Identification of subgroups via partial linear regression modeling approach.
Yizhao ZhouAo YuanMing T TanPublished in: Biometrical journal. Biometrische Zeitschrift (2021)
In clinical trials, treatment effects often vary from subject to subject. Some subjects may benefit more than others from a specific treatment. One of the aims of subgroup analysis is to identify if there are subgroups of subjects with differential treatment effects. As in standard analysis, we first test if subgroups with differential treatment effects exist; if they do, we classify the subjects into different subgroups based on their covariate profiles; otherwise, we conclude no subgroups have differential treatment effects in this population. Existing methods utilize regression models, particularly linear models, for such analysis. However, in practice, not all effects of covariates on responses are linear.
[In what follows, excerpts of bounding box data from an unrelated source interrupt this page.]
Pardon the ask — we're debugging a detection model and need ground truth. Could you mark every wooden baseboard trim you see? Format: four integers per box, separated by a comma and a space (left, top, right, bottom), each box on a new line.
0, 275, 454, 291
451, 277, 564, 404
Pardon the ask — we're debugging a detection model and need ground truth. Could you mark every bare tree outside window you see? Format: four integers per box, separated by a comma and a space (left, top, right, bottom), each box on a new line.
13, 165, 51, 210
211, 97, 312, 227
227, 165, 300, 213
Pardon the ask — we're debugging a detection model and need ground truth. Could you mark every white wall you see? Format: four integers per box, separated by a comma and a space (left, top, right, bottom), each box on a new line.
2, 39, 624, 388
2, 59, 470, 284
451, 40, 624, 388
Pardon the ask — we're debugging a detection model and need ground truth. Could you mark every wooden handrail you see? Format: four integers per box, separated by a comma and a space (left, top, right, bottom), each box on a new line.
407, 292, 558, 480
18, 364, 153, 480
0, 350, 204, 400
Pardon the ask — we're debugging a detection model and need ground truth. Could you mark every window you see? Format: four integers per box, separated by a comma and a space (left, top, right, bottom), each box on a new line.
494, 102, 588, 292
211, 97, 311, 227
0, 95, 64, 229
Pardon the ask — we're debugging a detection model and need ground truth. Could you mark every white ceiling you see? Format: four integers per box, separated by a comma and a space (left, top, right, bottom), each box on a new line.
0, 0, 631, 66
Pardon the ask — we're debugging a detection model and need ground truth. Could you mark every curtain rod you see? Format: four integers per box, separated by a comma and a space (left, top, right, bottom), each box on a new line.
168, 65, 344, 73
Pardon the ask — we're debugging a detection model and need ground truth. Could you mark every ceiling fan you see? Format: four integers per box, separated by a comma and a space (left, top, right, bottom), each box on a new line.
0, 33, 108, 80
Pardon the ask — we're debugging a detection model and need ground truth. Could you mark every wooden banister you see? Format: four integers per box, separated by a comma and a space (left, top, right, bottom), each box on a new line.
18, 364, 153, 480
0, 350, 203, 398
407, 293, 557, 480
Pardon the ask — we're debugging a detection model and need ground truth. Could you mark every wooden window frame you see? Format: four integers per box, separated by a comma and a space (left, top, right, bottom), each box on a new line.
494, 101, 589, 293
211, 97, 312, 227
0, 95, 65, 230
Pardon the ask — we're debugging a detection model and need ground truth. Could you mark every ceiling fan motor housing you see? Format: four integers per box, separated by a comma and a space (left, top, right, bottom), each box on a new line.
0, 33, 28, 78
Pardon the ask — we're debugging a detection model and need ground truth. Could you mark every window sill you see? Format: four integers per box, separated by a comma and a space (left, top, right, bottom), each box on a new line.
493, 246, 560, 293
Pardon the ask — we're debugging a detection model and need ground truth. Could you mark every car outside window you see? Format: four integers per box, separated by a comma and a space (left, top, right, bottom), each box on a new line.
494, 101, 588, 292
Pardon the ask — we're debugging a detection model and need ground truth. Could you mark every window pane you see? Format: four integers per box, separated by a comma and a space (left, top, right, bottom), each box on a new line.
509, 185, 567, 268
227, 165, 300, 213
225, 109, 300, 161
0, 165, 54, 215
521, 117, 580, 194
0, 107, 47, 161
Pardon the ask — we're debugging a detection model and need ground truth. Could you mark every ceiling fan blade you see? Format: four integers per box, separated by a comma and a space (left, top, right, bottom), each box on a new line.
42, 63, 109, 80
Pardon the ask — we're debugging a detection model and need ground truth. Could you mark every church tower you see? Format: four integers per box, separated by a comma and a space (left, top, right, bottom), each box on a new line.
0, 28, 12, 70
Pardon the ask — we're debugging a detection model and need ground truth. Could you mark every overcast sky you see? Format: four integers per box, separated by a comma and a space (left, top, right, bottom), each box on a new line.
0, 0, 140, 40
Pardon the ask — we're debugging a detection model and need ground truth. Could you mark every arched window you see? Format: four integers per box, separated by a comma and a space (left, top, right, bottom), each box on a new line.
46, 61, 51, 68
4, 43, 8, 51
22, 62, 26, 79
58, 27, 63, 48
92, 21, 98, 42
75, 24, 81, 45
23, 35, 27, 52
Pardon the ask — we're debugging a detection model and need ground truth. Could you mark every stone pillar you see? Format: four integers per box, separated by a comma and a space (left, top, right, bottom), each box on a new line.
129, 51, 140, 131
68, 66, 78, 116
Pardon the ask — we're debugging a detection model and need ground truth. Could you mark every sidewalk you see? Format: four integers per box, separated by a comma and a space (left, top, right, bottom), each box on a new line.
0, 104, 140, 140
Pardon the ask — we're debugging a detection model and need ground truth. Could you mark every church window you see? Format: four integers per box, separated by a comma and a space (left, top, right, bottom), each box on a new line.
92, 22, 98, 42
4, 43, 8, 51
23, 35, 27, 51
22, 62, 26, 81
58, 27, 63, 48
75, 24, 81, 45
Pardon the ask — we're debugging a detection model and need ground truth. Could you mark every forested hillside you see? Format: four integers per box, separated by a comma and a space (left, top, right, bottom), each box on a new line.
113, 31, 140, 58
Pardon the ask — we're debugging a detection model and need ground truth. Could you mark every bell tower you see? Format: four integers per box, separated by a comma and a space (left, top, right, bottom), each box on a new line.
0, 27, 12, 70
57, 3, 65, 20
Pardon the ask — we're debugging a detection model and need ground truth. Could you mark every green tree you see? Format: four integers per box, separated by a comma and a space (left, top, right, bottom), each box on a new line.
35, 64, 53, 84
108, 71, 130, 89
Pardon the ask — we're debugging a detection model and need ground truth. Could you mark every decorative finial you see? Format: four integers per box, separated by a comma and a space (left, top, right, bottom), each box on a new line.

To address this issue, the article proposes a more flexible model, the partial linear model with a nonlinear monotone function to describe some specific effects of covariates and with a linear component to describe the effects of other covariates, develops model-fitting algorithm and derives model asymptotics. We then utilize the Wald statistic to test the existence of subgroups and the Neyman-Pearson rule to classify subjects into the subgroups. Simulation studies are conducted to evaluate the finite sample performance of the proposed method by comparing it with the commonly used linear models. Finally, we apply the methods to analyzing a real clinical trial.